# Where to Confront?



## goshjosh (Mar 23, 2013)

Curious as to where people confront their WS.

I assume mostly at home, but am interested in hearing from people who confronted elsewhere (e.g. in couples counseling).


----------



## Kasler (Jul 20, 2012)

Do it at a counselor, but only if the counselor knows their stuff. If they're your typical 1980's "what is not being provided in this relationship" counselors then they will botch your confrontation. Likewise if you have anger issues and don't want it to get out of hand then most certainly do it in counseling good counselor or not.


----------



## Openminded (Feb 21, 2013)

My confrontation was at home. I kept it relatively calm (as calm as you can under those circumstances). You don't have children to worry about and that helps.


----------



## Jasel (Jan 8, 2013)

Don't think the where is too important unless you're afraid of damage to marital property or something. HOW you confront is a bigger deal IMO. When you do, lay out some of the facts that you know but don't tell her HOW you know what you do. Just drop enough of what you do know so that she can't claim you're lying. Otherwise she'll just make attempts to hide the affair by other means.
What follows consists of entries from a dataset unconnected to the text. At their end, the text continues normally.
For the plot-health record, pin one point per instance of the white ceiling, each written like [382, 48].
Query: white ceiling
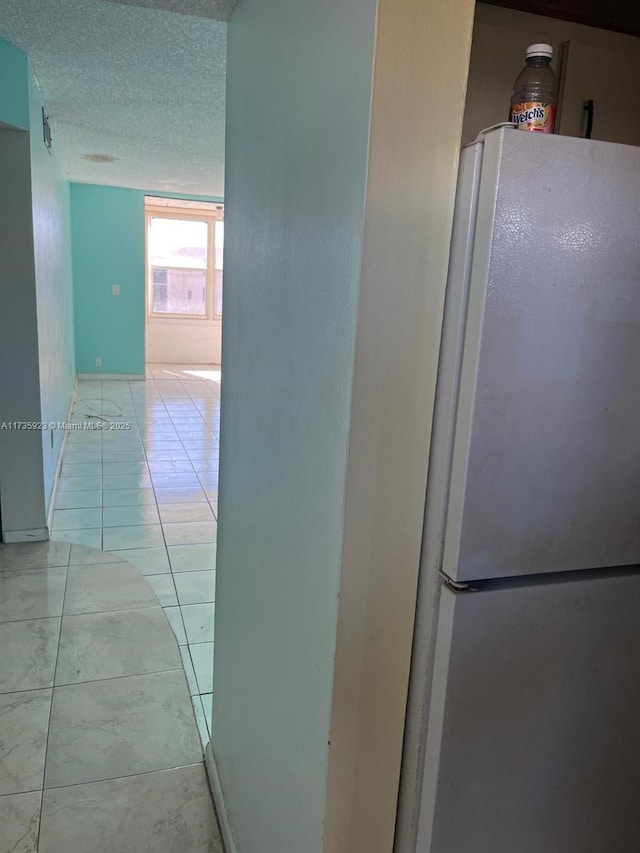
[143, 85]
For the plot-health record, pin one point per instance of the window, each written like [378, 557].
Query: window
[185, 243]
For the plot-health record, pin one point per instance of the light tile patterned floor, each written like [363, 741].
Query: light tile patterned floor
[98, 744]
[143, 484]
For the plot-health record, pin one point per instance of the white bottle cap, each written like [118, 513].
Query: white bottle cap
[540, 50]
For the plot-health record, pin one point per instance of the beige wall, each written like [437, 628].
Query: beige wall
[602, 65]
[418, 96]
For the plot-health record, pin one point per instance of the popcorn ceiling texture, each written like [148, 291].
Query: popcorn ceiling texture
[141, 85]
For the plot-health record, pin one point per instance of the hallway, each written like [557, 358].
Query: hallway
[98, 744]
[143, 484]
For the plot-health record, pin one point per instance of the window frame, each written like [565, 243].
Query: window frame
[210, 215]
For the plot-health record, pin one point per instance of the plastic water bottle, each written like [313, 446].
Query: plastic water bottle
[533, 105]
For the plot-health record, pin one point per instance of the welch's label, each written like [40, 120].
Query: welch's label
[534, 115]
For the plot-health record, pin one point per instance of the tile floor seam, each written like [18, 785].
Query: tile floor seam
[55, 668]
[179, 413]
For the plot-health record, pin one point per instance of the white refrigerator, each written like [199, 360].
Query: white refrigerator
[523, 726]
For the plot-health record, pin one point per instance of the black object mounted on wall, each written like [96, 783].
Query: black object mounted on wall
[589, 110]
[46, 129]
A WS will only admit to what they know or believe you can prove. If they don't know what you do know or they aren't sure it makes it that much harder for them to spin a lie and easier to catch them up in one.

But if you're positive you want to divorce her, I'd contact a lawyer and file before confrontation. I keep hearing whoever files first tends to have somewhat of an advantage although not sure how true that is.


----------



## Will_Kane (Feb 26, 2012)

goshjosh said:


> Curious as to where people confront their WS.
> 
> I assume mostly at home, but am interested in hearing from people who confronted elsewhere (e.g. in couples counseling).
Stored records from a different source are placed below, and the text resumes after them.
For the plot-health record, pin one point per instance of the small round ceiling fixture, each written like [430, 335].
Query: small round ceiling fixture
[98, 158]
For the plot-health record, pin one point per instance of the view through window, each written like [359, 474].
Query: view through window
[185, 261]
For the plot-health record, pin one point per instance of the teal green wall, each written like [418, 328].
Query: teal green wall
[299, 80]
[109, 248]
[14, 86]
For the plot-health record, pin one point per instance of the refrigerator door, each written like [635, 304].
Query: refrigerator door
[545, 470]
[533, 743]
The counselor will just F it up. Tell you there are two sides to every story, what needs of hers aren't you meeting, what do you have to do to win her back. I think there's a better than 50/50 chance that this will happen.

If you don't have kids, why bother confronting? Just have her served with divorce papers - she didn't tell you she was cheating, why should you tell her she's caught? Let someone else tell her.
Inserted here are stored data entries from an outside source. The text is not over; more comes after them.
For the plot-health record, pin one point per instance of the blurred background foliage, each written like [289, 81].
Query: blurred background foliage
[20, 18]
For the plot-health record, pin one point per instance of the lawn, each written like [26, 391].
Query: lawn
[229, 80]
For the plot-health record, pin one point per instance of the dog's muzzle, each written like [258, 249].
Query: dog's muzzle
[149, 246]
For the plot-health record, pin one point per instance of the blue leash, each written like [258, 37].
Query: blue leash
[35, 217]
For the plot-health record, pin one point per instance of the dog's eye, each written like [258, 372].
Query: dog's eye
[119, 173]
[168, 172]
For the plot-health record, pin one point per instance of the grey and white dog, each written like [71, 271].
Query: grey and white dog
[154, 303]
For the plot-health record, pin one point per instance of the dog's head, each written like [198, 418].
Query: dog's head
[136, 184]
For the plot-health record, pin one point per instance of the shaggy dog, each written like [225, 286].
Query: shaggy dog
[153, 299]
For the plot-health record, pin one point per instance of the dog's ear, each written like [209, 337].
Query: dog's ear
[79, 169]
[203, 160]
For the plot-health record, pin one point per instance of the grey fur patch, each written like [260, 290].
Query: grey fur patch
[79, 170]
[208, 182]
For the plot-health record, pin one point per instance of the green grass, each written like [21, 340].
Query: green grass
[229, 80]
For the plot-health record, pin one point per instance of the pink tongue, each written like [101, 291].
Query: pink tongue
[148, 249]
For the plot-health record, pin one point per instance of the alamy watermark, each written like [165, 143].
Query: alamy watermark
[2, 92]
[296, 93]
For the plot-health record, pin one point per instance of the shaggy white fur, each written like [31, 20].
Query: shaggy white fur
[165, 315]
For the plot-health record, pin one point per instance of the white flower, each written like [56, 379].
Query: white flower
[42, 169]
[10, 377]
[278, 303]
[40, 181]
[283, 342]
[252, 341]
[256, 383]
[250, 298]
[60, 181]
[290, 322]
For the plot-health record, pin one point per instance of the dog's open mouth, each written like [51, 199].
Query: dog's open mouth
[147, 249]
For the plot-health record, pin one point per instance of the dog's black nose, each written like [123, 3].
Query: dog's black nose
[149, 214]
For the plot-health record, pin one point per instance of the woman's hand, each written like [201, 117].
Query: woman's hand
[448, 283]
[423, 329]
When you know she is going to be served, call all of her family and friends and yours, call the other man's wife/girlfriend/family, and then just sit back and watch the fireworks as she is served the papers and gets a ton of calls/messages at the same time.


----------



## the guy (Aug 3, 2010)

I confronted at home.

Read about one confrontation that happened at the inlaws, during a family cathering. The betrayed husband put in the tape the PI gave him.

Everyone had sat down to watch a movie, but instead they all got to watch his WW with OM.

If I remember correctly he had already packed and after the tape started playing and everyone just stared at the screen with there mouth open, the husband walked out with out notice.


----------



## HampdenMom (Mar 24, 2013)

I'm planning on waiting until he leaves on business Monday, and letting the OW know that I know simultaneously. The only reason I've kept it together this past week is that our daughter is home for Easter break. I can't wait until this is over and done with.


----------



## movin on (Jan 24, 2012)

I confronted my wife at her job
_Posted via Mobile Device_


----------



## FLGator (Mar 26, 2013)

I did it at home unfortunately. The good part was that the kids were at Her Mothers house. The bad part was a Nintendo Wii and 54" LCD TV were victims of domestic violence and pronounced dead at the scene. 

That sucked too, I watched my TV mostly through the Wii via Netflix. Oh well.
_Posted via Mobile Device_


----------



## SadandAngry (Aug 24, 2012)

I arranged to get rid of the kids and the dog for the night, but still purposely confronted at a place other than our home. There are enough triggers, I didn't want to turn my own home into one as well. She had rented a studio for a large art project, so I chose there, because it was temporary.


----------